My other hobbe is collecting hit and miss gasoline and steam engines. That is the group that can tell you about this seperator. Myself if it were the engine I would guess I could answer any and all of your questions. But since it is an attachment I cant. Thy this link.
http://www.smokstak.com/forum/forumdisplay.php?s=fd200cbaaa115a5d27e292a4b769f847&f=5

 OR

http://www.enginads.com/classifieds/

 This is a great forum an old engines amd machines. It is full of very helpfull people just like this one just a different subject. You know same thing only different!   LOL   Mike


----------



## covert (Apr 21, 2008)

If you're a hit and miss guy Mike I ought to take a pic of the New Idea engine I got out in the shed, always wondered what kind of a vaule it had or how common it was, I go to alot of tractor shows and see lots of those engines and I think I've only ever seen one other New Idea. Whenever I ask guys at shows about it, they will never tell me a value but aren't afraid to tell me some low ball price they'd be willing to buy it for haha.


----------



## Mike O (Apr 21, 2008)

The links I gave you will help with the New Idea also, That is kind of a later engine they are late 20's or early 30's  they were a veri-speed engine.

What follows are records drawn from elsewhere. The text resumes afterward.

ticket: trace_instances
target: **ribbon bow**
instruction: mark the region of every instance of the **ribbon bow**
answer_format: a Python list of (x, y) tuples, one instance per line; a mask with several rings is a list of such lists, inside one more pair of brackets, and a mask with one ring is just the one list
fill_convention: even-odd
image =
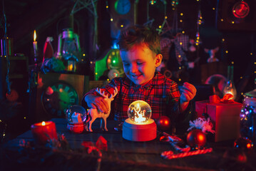
[(234, 95), (231, 93), (225, 94), (222, 98), (220, 98), (217, 95), (213, 95), (210, 96), (209, 100), (210, 103), (217, 103), (220, 102), (223, 103), (232, 103), (235, 102), (234, 100), (232, 99)]

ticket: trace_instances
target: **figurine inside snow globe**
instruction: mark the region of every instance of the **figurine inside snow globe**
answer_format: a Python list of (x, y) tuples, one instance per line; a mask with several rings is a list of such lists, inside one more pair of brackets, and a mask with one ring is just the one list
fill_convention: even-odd
[(68, 121), (67, 128), (75, 133), (83, 132), (83, 123), (86, 120), (86, 110), (81, 105), (71, 105), (66, 111), (66, 118)]

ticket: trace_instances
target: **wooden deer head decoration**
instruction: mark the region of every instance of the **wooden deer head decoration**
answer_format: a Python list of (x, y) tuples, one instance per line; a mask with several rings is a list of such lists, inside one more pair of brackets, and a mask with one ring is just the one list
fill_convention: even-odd
[[(116, 87), (115, 87), (115, 90), (114, 90), (113, 93), (111, 94), (109, 98), (108, 98), (108, 94), (107, 95), (105, 94), (104, 91), (101, 92), (101, 88), (97, 88), (96, 92), (99, 95), (101, 95), (101, 96), (105, 98), (104, 100), (108, 102), (109, 110), (108, 110), (108, 113), (101, 113), (98, 109), (94, 109), (94, 108), (89, 109), (87, 115), (88, 115), (88, 116), (89, 116), (89, 118), (91, 118), (91, 119), (88, 119), (88, 120), (86, 120), (85, 128), (86, 128), (86, 131), (93, 132), (93, 130), (91, 129), (91, 125), (93, 124), (93, 123), (94, 122), (94, 120), (96, 118), (100, 118), (101, 119), (101, 128), (105, 131), (108, 131), (107, 118), (109, 116), (109, 114), (111, 113), (111, 101), (113, 100), (114, 100), (114, 97), (118, 93), (118, 88)], [(103, 127), (103, 120), (104, 120), (104, 127)]]

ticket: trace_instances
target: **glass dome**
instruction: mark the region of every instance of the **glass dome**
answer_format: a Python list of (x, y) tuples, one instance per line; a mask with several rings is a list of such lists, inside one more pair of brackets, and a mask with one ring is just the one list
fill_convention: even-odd
[(130, 103), (128, 110), (128, 115), (132, 121), (143, 123), (151, 118), (151, 108), (143, 100), (136, 100)]
[(82, 123), (86, 120), (86, 110), (81, 105), (72, 105), (66, 111), (66, 118), (71, 124)]

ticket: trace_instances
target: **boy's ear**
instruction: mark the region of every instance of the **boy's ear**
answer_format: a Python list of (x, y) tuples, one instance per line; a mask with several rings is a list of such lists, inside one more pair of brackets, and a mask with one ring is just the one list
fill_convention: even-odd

They are not super high value engines because they are throttle governed and closed crank case if it is skidded I would say value of about $300.00 and if it is on trucks (a cart) it would be more like $500.00!  Mike


----------



## covert (May 1, 2008)

Wow the first one is one heck of a building!


----------



## covert (May 1, 2008)

ahhh I see it now, I guess I should have said the second one doesn't do it nearly the justice the first one does.


----------



## JGUIS (May 2, 2008)

Isn't the first a rendition?  They tend to exaggerate.


----------